Example (text matrix):

```text
id1	id2	id3	id4
0	1	2	0
2	2	1	0
0	0	1	1
```

### GWAS optional matrices

- GRM (`-k/--grm` in `gwas`): numeric matrix aligned to genotype sample order
- Q/PC covariate (`-q/--qcov` in `gwas`): PC count or covariate matrix file
- Covariate (`-c/--cov` in `gwas`): numeric matrix aligned to genotype sample order

All matrix files should be numeric-only, space/tab-delimited, without row/column headers.
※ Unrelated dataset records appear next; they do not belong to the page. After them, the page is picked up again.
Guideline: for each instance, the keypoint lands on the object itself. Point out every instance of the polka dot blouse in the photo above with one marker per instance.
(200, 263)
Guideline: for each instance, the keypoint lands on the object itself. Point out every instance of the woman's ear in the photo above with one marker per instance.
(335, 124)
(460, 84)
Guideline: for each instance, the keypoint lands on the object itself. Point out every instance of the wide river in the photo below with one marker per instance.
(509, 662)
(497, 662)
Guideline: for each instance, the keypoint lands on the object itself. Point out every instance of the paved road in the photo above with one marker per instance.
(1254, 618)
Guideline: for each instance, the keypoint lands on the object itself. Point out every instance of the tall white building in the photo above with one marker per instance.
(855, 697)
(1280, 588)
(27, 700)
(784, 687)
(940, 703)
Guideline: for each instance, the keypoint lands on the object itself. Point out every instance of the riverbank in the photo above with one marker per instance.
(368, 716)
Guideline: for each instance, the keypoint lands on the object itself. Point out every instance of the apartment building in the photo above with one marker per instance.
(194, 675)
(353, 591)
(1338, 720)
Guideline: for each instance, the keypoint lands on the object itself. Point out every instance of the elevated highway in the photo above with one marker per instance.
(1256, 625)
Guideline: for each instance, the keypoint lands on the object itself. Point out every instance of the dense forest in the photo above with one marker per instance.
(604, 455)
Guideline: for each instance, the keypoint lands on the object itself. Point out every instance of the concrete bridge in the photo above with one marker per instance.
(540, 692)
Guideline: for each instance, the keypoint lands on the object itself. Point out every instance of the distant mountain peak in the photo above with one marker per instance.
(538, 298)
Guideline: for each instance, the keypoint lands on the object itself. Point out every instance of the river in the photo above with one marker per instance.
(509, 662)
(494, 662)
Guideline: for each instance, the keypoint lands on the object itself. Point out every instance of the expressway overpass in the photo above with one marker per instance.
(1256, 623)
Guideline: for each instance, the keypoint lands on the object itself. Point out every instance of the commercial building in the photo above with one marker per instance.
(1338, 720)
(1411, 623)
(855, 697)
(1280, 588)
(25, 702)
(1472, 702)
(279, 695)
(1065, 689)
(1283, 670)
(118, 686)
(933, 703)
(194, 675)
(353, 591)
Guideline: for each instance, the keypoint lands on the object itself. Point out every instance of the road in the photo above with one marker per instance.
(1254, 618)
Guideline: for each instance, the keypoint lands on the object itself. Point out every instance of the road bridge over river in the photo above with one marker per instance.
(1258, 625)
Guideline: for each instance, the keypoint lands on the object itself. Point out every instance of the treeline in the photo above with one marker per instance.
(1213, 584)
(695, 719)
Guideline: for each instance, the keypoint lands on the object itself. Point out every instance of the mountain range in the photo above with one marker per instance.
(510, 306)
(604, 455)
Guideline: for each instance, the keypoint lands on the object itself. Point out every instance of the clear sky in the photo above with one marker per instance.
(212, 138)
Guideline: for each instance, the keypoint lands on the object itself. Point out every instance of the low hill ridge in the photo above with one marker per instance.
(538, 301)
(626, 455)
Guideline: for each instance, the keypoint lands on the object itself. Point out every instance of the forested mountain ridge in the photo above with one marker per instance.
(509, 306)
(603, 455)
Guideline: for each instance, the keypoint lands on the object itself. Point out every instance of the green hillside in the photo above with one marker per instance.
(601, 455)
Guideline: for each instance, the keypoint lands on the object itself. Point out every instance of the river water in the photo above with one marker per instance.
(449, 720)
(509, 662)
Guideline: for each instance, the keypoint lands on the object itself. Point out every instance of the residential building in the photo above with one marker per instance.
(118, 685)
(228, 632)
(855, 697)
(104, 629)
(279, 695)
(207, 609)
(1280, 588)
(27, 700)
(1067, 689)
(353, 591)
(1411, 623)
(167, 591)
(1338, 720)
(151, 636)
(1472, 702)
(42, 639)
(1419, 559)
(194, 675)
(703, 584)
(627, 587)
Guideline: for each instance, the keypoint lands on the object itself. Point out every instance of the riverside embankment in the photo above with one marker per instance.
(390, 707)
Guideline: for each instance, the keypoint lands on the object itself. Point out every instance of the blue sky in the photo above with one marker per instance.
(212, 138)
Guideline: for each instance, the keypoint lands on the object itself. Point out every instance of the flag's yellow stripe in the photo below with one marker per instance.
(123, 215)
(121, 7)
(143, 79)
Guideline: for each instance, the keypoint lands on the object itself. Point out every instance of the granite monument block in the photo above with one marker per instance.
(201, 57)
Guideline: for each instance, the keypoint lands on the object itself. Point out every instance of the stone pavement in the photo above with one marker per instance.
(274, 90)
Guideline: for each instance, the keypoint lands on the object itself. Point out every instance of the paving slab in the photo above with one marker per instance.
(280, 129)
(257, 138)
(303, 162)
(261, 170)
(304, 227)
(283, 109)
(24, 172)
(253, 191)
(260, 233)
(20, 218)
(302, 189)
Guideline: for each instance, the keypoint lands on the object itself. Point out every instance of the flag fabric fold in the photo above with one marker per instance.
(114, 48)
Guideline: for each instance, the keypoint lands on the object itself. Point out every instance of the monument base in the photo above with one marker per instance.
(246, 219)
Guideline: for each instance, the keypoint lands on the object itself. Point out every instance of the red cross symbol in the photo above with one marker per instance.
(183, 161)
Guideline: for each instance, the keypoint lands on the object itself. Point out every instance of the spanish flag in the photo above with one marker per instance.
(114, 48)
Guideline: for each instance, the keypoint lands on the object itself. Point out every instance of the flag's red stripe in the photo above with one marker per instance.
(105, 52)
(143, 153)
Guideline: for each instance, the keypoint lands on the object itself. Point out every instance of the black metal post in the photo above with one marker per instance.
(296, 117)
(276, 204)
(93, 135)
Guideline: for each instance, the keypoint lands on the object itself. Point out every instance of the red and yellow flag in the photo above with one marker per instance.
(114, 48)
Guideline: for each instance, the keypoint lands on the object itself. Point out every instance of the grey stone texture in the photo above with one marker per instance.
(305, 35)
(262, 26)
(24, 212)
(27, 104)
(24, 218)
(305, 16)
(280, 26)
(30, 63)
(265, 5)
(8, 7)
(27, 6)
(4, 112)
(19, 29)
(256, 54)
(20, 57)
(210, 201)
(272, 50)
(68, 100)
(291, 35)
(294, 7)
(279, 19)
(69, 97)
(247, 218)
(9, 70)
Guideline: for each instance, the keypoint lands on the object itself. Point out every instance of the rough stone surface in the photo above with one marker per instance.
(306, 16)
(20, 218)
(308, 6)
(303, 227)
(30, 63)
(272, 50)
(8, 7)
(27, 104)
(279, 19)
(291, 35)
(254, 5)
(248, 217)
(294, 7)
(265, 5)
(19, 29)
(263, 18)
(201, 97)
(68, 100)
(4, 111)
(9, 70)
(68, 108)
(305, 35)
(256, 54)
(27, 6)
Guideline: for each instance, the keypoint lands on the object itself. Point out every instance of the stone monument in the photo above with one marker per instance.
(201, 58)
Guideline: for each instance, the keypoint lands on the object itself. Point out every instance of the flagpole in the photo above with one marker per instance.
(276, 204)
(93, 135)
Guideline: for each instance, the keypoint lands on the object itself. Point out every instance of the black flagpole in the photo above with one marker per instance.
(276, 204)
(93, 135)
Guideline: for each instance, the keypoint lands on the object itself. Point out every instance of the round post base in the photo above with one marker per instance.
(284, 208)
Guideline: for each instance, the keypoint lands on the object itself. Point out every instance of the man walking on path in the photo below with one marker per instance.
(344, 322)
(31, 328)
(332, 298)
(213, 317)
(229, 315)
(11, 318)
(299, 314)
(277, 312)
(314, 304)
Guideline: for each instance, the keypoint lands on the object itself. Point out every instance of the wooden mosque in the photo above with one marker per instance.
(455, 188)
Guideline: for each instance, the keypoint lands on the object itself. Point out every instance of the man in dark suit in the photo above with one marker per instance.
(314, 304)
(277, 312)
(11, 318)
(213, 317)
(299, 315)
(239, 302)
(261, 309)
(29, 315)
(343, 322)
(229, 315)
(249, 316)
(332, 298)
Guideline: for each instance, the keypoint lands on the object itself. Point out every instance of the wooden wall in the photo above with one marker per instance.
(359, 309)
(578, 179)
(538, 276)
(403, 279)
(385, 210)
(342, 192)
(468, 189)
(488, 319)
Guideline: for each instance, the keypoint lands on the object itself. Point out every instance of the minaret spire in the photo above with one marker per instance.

### GRM/PCA file conventions (updated)

- `jx grm` accepts genotype input only: `-vcf` or `-bfile`
- `jx grm` outputs:
  - default text mode: `{prefix}.grm.txt` and `{prefix}.grm.txt.id`
  - with `--npy`: `{prefix}.grm.npy` and `{prefix}.grm.npy.id`
- `jx pca` inputs (mutually exclusive):
  - genotype: `-vcf` or `-bfile` (compute PCA from genotype)
  - GRM prefix: `-k/--grm <prefix>` (expects `{prefix}.grm.id` and `{prefix}.grm.txt` or `{prefix}.grm.npy`)
  - existing PCA prefix: `-q/--qcov <prefix>` (expects `{prefix}.eigenval` and `{prefix}.eigenvec`, visualization-only mode)

## Common Output Naming

- `gwas`: `{prefix}.{trait}.{model}.tsv` and optional `{prefix}.{trait}.{genetic_model}.{model}.svg`
- `postgwas`: `{prefix}.manh.{format}`, `{prefix}.qq.{format}`, `{prefix}.{thr}.anno.tsv`
- `postgwas` merge mode: `{prefix}.merge.manh.{format}`, `{prefix}.merge.qq.{format}`
- `postbsa`:
  - `{prefix}.{bulk1}vs{bulk2}.snpidx.{format}`
  - `{prefix}.{bulk1}vs{bulk2}.bsa.{format}`
  - `{prefix}.{bulk1}vs{bulk2}.smooth.tsv`
  - `{prefix}.{bulk1}vs{bulk2}.thr.tsv`
- `gs`: `{prefix}.{trait}.gs.tsv`

## Python API (selected)

```python
from janusx.gfreader import load_genotype_chunks

for geno, sites in load_genotype_chunks("example/mouse_hs1940.vcf.gz", chunk_size=50000):
    # geno: (m, n) float32 genotype chunk
    # sites: variant metadata list
    pass
```

```python
from janusx.gtools.wgcna import cor, adj, tom, cluster
```

## Citation

```bibtex
@article {FuJanusX,
  title = {JanusX: an integrated and high-performance platform for scalable genome-wide association studies and genomic selection},
  author = {Fu, Jingxian and Jia, Anqiang and Wang, Haiyang and Liu, Hai-Jun},
  year = {2026},
  doi = {10.64898/2026.01.20.700366},
  publisher = {Cold Spring Harbor Laboratory},
  URL = {https://www.biorxiv.org/content/early/2026/01/23/2026.01.20.700366},
  journal = {bioRxiv}
}
```

## License

MIT License. See [LICENSE](./LICENSE).